Watermelons and pumpkins

If this is the comic - or as some would say - the tragic narrative being scripted inside Parliament, no less tragicomic are the poll scenes unravelling in the streets of Bengal. Of late, TMC and CPI-M leaders have been witnessed biting into watermelons and pumpkins to score political points against each other.

Watermelon or tormuj as the fruit is called in Bengali, is green on the outside and red within – the colours of the Congress and the CPI-M, according to the TMC. Appearing on a television channel, senior TMC MP Derek O Brien blasted the CPI-M-Congress alliance, saying: "This is the Congress party in Bengal - green on the outside and red on the inside - Congress Party in India (Marxist). It's a shameless alliance."

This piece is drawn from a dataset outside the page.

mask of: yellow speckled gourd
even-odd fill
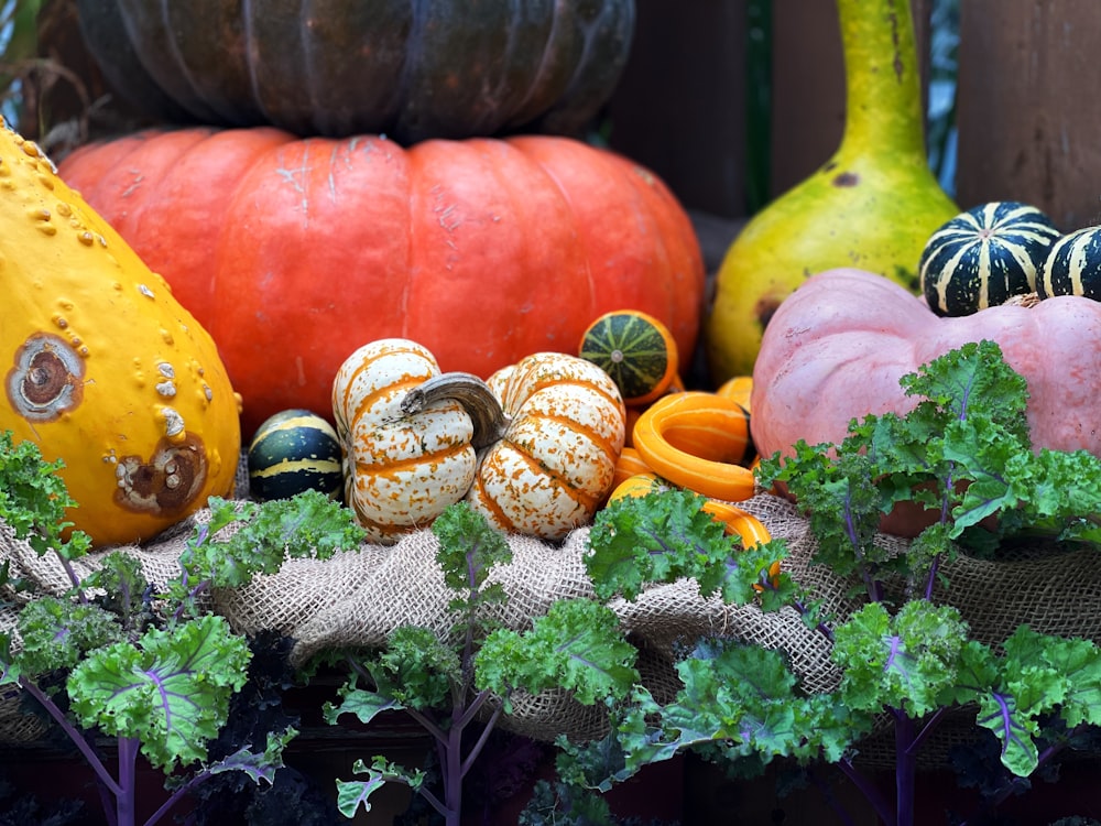
[[[717,385],[752,374],[772,314],[816,272],[855,267],[919,292],[922,250],[959,213],[928,166],[909,2],[837,6],[844,134],[825,165],[757,213],[727,250],[704,328]]]
[[[240,396],[167,283],[0,119],[0,430],[62,459],[97,546],[233,489]]]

Not to be outdone in the fruity race, the CPI-M and the Congress have pressed into service the vegetable kumro (pumpkin), which is green on the outside and saffron inside. In other words: the colours symbolic of the covert TMC-BJP understanding.

Regardless of their disgust at such electoral trivia swirling around them, people in Bengal can still laugh at them - even if only because of the traditions of nonsense humour bequeathed to them by Sukumar Ray.

What better way to cope with contemporary Bengal's political theatre of the absurd than to view the unravellings through the prism of Ray's Abol Tabol, where the characters talk gibberish and play a whimsical game.